July 13, Day 112
A calf was loudly bawling nearby, long before dawn.
A mule deer buck watched from the edge of the willows as I rounded the first bend.
At first the current was fairly mild, but then it became more consistently strong, and I spent more and more time out of the kayak pulling upstream.
Something was floating in the water. Some dark foam? No, a young hawk, so freshly drowned I wondered if he might revive when I pulled him out. Just ahead were some high, dark bluffs. He likely died attempting his first flight.
Four eagles, and some lurking magpies, fed on something at the edge of the water. They were reluctant to fly. It was a mule deer fawn.
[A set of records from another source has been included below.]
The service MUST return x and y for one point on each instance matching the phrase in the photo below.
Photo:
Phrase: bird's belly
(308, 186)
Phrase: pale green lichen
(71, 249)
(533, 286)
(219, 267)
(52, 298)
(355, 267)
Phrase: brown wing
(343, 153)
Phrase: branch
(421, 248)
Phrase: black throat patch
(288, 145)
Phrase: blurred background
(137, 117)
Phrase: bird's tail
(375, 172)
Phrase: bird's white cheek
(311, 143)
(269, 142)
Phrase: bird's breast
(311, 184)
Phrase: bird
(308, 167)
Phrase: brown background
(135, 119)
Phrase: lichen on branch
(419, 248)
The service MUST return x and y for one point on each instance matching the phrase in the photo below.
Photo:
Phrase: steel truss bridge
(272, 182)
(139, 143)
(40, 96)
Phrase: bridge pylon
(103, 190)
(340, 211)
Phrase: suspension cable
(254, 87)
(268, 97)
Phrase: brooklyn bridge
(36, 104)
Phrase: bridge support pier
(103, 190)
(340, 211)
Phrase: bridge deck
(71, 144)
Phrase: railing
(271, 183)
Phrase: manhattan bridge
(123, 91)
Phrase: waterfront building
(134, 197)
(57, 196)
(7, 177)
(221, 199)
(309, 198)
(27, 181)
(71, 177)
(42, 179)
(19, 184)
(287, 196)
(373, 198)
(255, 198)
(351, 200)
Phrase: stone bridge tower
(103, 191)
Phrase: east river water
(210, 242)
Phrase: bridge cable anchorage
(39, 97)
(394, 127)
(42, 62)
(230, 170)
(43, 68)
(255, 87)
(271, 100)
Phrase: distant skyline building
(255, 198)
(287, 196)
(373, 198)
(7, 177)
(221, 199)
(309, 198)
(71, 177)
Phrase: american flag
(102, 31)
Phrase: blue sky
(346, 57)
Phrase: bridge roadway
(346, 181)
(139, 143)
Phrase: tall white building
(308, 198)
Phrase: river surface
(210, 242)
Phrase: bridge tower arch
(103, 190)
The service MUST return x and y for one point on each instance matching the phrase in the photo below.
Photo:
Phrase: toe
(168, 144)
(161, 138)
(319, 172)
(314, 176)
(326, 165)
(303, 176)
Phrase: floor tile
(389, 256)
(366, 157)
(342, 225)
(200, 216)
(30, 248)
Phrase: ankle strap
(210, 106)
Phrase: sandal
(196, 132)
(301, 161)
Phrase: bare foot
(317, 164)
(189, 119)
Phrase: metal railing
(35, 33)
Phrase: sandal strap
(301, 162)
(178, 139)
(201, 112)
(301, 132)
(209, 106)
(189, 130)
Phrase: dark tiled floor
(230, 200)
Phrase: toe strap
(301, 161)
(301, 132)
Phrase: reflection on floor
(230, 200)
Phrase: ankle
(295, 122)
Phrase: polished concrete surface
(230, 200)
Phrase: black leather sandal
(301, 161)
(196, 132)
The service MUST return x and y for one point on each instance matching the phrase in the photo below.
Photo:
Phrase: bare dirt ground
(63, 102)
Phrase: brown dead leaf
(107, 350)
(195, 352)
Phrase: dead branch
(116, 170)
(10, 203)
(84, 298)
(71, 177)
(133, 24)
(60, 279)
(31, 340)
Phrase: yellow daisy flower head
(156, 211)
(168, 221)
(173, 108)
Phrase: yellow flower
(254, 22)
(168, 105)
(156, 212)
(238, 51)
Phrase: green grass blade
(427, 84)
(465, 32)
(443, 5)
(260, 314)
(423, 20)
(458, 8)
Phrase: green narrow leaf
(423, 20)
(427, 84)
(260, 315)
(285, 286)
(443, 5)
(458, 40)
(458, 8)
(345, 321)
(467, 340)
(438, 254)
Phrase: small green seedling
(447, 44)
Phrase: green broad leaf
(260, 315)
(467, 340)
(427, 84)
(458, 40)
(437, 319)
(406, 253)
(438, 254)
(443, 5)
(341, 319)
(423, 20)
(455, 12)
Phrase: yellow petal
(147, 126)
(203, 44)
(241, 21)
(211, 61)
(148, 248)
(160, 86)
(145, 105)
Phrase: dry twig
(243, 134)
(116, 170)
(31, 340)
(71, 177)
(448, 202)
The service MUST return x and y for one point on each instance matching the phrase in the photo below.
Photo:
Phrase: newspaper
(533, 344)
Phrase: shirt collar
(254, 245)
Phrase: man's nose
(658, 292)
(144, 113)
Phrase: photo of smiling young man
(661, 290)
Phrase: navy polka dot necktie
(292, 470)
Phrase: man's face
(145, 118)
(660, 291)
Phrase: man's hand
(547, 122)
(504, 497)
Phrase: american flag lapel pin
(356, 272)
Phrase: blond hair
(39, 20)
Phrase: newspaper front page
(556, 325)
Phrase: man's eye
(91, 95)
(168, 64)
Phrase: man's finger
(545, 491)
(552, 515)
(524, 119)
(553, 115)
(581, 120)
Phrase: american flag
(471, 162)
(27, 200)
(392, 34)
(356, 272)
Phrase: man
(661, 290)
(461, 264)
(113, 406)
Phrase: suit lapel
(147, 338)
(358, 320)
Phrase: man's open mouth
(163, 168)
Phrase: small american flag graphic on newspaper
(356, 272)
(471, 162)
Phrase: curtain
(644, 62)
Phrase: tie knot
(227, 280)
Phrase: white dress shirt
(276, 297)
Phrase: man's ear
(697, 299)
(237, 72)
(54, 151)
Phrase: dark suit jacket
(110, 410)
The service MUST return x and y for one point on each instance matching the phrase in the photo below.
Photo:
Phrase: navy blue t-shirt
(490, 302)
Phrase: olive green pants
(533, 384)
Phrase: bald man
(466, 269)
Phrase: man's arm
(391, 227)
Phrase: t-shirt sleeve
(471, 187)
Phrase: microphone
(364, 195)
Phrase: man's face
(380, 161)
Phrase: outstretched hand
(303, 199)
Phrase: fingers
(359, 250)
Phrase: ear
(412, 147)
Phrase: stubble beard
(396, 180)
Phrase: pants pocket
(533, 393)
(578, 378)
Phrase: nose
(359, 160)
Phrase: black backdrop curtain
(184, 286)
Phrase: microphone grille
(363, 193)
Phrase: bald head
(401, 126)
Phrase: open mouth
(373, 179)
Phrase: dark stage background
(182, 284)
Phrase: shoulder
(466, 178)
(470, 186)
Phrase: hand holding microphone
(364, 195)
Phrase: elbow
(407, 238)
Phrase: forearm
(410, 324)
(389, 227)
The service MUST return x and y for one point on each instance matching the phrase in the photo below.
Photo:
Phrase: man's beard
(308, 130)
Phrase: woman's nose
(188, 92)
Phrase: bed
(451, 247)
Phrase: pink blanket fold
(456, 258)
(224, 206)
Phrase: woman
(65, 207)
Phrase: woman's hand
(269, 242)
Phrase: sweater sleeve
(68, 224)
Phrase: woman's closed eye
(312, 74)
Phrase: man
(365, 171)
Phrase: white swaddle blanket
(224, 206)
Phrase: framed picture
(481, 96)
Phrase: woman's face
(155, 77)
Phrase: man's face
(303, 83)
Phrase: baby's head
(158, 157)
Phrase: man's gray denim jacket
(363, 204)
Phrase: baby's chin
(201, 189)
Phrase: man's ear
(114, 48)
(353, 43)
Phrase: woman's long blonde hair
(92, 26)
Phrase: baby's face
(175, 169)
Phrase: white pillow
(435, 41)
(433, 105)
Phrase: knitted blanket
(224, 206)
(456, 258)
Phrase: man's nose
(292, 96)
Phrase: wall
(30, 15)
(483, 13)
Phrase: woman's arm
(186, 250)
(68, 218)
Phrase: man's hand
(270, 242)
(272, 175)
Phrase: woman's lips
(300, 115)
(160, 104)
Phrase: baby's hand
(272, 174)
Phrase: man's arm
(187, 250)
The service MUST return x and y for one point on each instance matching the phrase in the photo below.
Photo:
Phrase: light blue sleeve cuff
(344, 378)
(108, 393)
I took a chance paddling up a side channel, enjoying an escape from the current. After a half mile it dead-ended completely. I got out to scout but there was no easy portage as I’d hoped. I retreated and had to fight my way up that same half mile in the main channel.
During breaks I’d check my progress and be surprised at how few miles I’d made, the result of the strong current, including passing some rapids, but also of a more relaxed pace.
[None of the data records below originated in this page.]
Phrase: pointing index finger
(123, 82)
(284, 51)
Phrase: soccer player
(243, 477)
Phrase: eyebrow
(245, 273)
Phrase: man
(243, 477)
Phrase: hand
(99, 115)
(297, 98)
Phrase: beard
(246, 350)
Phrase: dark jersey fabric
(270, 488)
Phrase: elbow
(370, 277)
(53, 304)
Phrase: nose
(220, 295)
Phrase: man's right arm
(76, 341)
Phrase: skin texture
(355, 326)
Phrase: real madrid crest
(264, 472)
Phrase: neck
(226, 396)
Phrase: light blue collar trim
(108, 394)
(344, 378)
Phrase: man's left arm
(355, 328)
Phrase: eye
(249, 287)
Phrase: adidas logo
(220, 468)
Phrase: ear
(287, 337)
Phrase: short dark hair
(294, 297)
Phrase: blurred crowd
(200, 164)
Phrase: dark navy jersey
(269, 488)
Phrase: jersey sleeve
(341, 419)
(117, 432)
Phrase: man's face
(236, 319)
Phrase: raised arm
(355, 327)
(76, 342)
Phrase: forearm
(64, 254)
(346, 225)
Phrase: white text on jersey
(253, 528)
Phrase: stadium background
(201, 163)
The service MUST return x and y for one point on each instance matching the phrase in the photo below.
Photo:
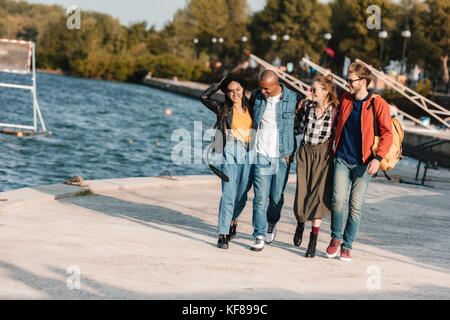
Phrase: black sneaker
(223, 242)
(232, 232)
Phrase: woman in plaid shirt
(315, 159)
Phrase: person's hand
(373, 167)
(300, 105)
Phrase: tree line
(185, 47)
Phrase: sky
(155, 12)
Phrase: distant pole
(405, 34)
(382, 35)
(273, 39)
(221, 41)
(286, 39)
(327, 36)
(244, 40)
(196, 48)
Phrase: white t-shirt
(267, 135)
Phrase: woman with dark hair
(315, 160)
(234, 132)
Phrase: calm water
(100, 130)
(92, 123)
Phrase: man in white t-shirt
(274, 113)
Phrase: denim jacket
(285, 118)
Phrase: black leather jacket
(218, 108)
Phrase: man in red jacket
(354, 161)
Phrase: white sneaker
(271, 232)
(259, 244)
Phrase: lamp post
(196, 47)
(244, 40)
(286, 39)
(382, 35)
(221, 41)
(327, 36)
(405, 34)
(213, 42)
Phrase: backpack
(395, 152)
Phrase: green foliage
(105, 49)
(303, 20)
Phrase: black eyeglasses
(351, 81)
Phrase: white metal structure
(343, 84)
(294, 82)
(429, 106)
(18, 56)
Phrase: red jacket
(383, 120)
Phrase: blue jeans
(356, 177)
(269, 181)
(237, 165)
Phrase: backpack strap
(376, 130)
(333, 133)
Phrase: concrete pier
(151, 238)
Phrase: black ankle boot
(311, 252)
(299, 234)
(223, 242)
(232, 232)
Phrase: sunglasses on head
(351, 81)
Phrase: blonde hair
(326, 82)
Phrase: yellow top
(242, 125)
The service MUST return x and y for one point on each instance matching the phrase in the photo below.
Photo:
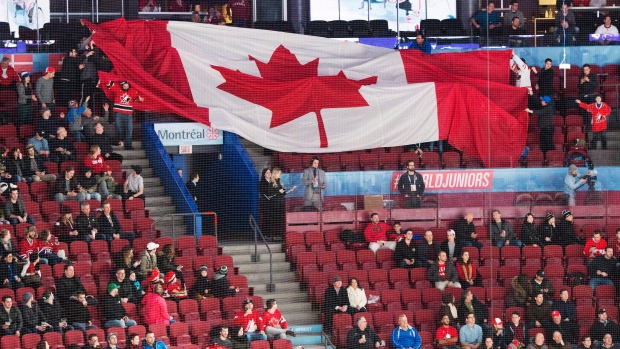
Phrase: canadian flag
(295, 93)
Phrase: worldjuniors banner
(452, 180)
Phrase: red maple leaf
(291, 89)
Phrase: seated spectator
(47, 126)
(77, 310)
(603, 326)
(405, 252)
(569, 330)
(65, 228)
(357, 297)
(90, 184)
(94, 160)
(50, 250)
(251, 321)
(165, 261)
(109, 226)
(61, 147)
(538, 312)
(500, 339)
(40, 144)
(33, 319)
(15, 209)
(566, 229)
(107, 186)
(541, 284)
(448, 308)
(134, 185)
(538, 343)
(7, 243)
(529, 233)
(219, 284)
(502, 233)
(516, 329)
(11, 318)
(9, 272)
(443, 273)
(446, 336)
(202, 285)
(87, 224)
(451, 247)
(602, 269)
(114, 312)
(466, 232)
(68, 187)
(427, 251)
(548, 230)
(15, 165)
(565, 306)
(558, 342)
(376, 234)
(148, 260)
(595, 246)
(54, 314)
(30, 244)
(74, 118)
(470, 334)
(513, 31)
(31, 274)
(101, 138)
(69, 286)
(155, 309)
(34, 169)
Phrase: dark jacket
(108, 229)
(61, 188)
(405, 252)
(480, 311)
(405, 182)
(31, 316)
(77, 312)
(113, 308)
(53, 312)
(603, 264)
(451, 274)
(85, 224)
(529, 235)
(463, 230)
(28, 170)
(355, 334)
(67, 287)
(333, 299)
(14, 316)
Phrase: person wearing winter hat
(572, 182)
(251, 321)
(114, 312)
(548, 230)
(33, 319)
(219, 285)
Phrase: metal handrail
(185, 214)
(271, 287)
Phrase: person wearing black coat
(529, 233)
(336, 300)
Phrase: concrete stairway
(157, 202)
(292, 302)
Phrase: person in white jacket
(357, 297)
(518, 66)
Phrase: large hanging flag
(294, 93)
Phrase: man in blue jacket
(405, 336)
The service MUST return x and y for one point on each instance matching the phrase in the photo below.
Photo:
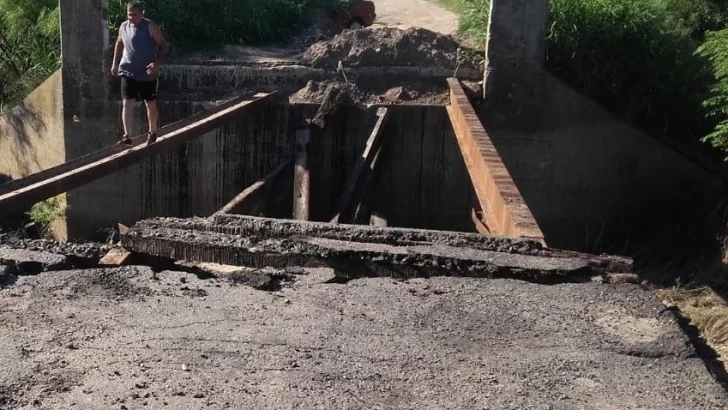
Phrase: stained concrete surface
(416, 13)
(118, 338)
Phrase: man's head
(134, 12)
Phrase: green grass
(635, 57)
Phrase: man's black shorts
(138, 90)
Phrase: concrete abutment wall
(420, 181)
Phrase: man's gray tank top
(140, 50)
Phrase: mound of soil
(409, 93)
(390, 46)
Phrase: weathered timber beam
(250, 241)
(363, 212)
(301, 176)
(506, 212)
(378, 220)
(66, 177)
(252, 200)
(357, 182)
(480, 226)
(105, 152)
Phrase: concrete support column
(87, 110)
(515, 54)
(84, 41)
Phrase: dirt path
(119, 339)
(416, 13)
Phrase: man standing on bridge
(139, 49)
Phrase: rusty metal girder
(19, 194)
(506, 212)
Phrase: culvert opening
(413, 177)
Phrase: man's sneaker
(151, 137)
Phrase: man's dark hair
(135, 5)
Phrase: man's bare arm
(162, 45)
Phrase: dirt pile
(389, 46)
(410, 93)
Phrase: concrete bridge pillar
(84, 41)
(515, 54)
(86, 104)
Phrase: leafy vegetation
(29, 46)
(46, 212)
(715, 49)
(638, 58)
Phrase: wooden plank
(116, 257)
(252, 200)
(480, 226)
(364, 209)
(352, 193)
(301, 180)
(506, 212)
(62, 179)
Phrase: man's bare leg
(127, 117)
(152, 115)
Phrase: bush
(635, 57)
(715, 49)
(46, 212)
(30, 46)
(192, 22)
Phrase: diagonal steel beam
(506, 212)
(73, 174)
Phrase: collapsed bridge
(508, 241)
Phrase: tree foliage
(636, 57)
(715, 48)
(192, 22)
(29, 46)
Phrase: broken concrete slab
(358, 251)
(117, 257)
(27, 262)
(372, 343)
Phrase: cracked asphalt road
(117, 338)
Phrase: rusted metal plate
(251, 241)
(351, 195)
(73, 174)
(506, 212)
(254, 198)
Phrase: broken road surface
(116, 338)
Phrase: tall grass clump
(635, 57)
(626, 55)
(30, 46)
(194, 22)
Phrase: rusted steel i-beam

I saw some fossils today, and some large thin slabs of slate.
Several thunder cells moved through. Most missed me but at least two didn’t. One pounded me with hard rain. I’d just put on my rain jacket and watched the driving rain bounce off the river. I thought about the photos I’ve been taking. I’m much more likely to take shots of reflections in calm water rather than dragging my kayak through tough current, or of s sunny day rather than s stormy day, mostly due to ease of photography.
It will be something like 31 miles from Fort Benton to the start of my portage, normally two easy days. It was clear, though, that it would be tough to make half of distance today, and the toughest miles of all would be the rapids just below Morony Dam. I’d want to start the long portage fairly refreshed and early in the day, so I’d shoot for three shorter days instead of two tough ones. Despite nearly 12 hours on the river, I only made about 14 miles.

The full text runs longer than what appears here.